Thursday, January 25, 2007

An observation on health care

I was reminded this week of a conversation I had over the holidays with a person I could only describe as privileged dude who doesn't give a shit about the less fortunate.

He was griping about how socialized medicine is an awful evil, etc. He also suggested the good ol' U.S. of A is way better because of the wonderful health care we "all" have access to.

I responded that to me, it seems there is a simple marker for whether you are rich (one that doesn't have anything to do with your income, either): Do you have health insurance? If you do, you're rich. If not, you're fucked.

That said, there's another level of this kind of wealth (this one is partly monetary) that I can see now. If you live in our city (population 30,000), you can get pretty good care, but if you are willing/able to drive to Seattle or Portland and also are a proactive patient, you can get much better care.

This isn't an abstraction.
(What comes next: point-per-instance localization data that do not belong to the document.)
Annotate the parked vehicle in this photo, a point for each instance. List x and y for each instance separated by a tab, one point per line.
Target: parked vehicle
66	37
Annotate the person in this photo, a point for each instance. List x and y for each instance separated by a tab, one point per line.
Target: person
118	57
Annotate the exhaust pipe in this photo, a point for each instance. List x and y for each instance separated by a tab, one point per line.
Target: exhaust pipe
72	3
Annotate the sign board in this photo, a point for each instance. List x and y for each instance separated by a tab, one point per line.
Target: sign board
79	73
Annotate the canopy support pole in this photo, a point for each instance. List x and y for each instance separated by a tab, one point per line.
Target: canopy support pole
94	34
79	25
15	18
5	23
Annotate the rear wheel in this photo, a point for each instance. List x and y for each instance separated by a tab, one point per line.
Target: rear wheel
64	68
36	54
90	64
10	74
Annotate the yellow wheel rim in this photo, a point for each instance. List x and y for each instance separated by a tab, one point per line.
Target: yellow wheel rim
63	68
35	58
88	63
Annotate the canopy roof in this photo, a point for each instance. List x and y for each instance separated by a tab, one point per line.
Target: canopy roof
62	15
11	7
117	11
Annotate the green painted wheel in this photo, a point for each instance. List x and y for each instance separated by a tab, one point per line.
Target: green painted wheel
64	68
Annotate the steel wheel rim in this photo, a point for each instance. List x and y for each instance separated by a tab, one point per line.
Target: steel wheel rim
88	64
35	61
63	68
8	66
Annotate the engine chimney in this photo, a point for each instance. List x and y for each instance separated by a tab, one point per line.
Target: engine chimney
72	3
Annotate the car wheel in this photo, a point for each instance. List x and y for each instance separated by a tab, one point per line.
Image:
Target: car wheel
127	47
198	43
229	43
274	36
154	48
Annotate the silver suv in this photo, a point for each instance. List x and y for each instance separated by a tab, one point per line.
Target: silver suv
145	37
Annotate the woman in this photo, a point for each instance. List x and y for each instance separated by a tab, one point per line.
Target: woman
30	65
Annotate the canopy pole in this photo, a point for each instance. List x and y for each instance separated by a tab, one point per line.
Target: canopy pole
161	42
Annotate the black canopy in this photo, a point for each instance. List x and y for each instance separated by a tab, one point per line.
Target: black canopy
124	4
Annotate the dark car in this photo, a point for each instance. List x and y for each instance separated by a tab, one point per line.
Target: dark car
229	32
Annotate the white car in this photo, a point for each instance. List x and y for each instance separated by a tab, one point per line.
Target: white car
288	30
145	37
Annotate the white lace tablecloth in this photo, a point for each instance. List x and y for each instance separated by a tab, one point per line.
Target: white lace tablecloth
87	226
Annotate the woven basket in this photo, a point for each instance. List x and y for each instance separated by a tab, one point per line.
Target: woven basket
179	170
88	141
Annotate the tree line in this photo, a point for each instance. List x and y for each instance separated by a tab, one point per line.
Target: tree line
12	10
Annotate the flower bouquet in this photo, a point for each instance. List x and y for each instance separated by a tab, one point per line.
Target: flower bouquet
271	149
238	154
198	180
Someone I know very well indeed is due for surgery, come hell or high water. If this person had not taken the time to learn about the situation, that surgery would have been done here in town and have been pretty invasive (i.e. the kind that leaves a four-inch scar and takes six weeks to recover from).

Luckily, that person is informed and is a good self-advocate and is able to travel to the larger city, where a less-invasive procedure (in on Friday, back at work Monday, the optimists say) is de rigeur.

So you can only get adequate care if you have this huge stack of factors on your side. And that pretty much blows.